Knowing whether or not he is a top or bottom is only the
first step to knowing him. Some men, at
various sometimes, like it slow, fast, rough, gentle, and sometimes all of
those in one romp! How can the labels
top and bottom convey all of that? They
don’t. That is why some men have
reported that they had bad sex. They say
their partners were clueless in the bedroom.
And although that might be the case, it is possible to clue them in by
communicating with each other with more than asking if he is a top or
bottom.
And finally, just because a man has labeled himself as a top
or bottom doesn’t mean that he would want to top or bottom in every
encounter. So communication with each
other is vital not only to being good in bed, but also to gaining sexual consent. Many men who are attracted to men have
reported going along with the sexual encounter even when they didn’t really want
to because they were afraid or embarrassed to express how they were
feeling. Communication between sex
partners can open the door to more sexual gratification as well as stop men from
going further than their partner actually wants them to.
And there is hope.
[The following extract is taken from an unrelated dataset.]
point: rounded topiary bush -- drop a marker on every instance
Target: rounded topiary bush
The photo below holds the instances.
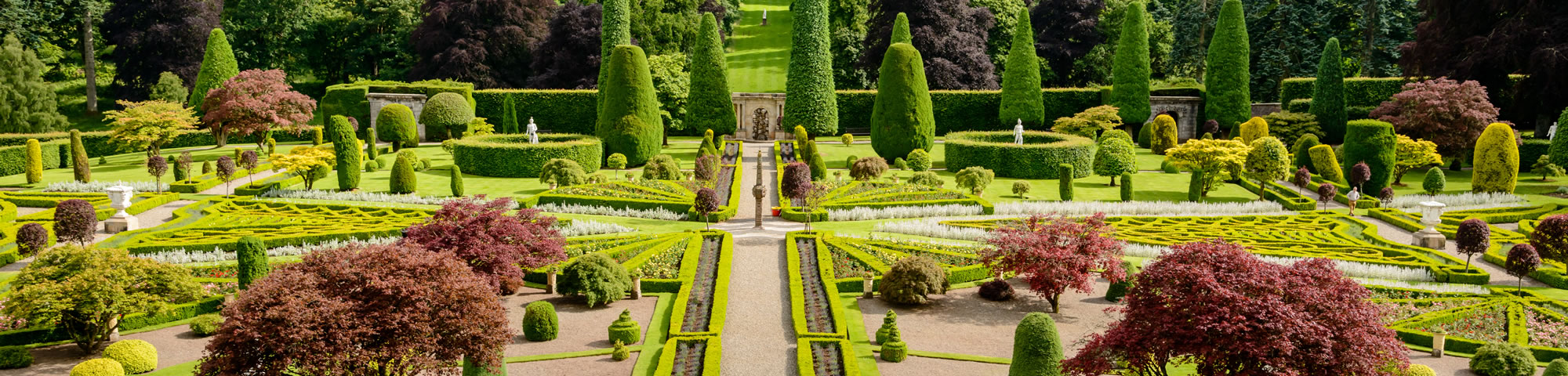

Many
men who are having sex with men are declaring themselves as versatile, meaning they
are willing, able and interested in having sex as the insertive partner or the
insertee, or with no anal penetration at all!
The versatile label allows more sexual freedom between the two or more
people who are interested in having sex.
Some men subscribe to the, “If there is chemistry and consent, then
trying different and new things is a go.” Many men who have sex with men who
declare themselves as versatile will not assume that their partner wants
anything, and will tend to ask more questions.
This allows for more communication and sexual gratification.
The labels top and bottom may be a great filtering tool for
hook ups, and anonymous sex, but the dangers of using those labels outweigh the
benefits. This hetero normative concept
values one over the other, limit the definition of sex to only include
penetration, encourage assumptions and discourage communication, and supports
sexual assault and rape. Using less of
the archaic concepts borrowed from the missionaries of 1948 that spread hetero
normative propaganda may allow all people, including heterosexual Christian missionaries
of today, to be open to trying different and new things, value all people
regardless of their sexual desires, communicate with their sex partners, and
increase their sexual gratification.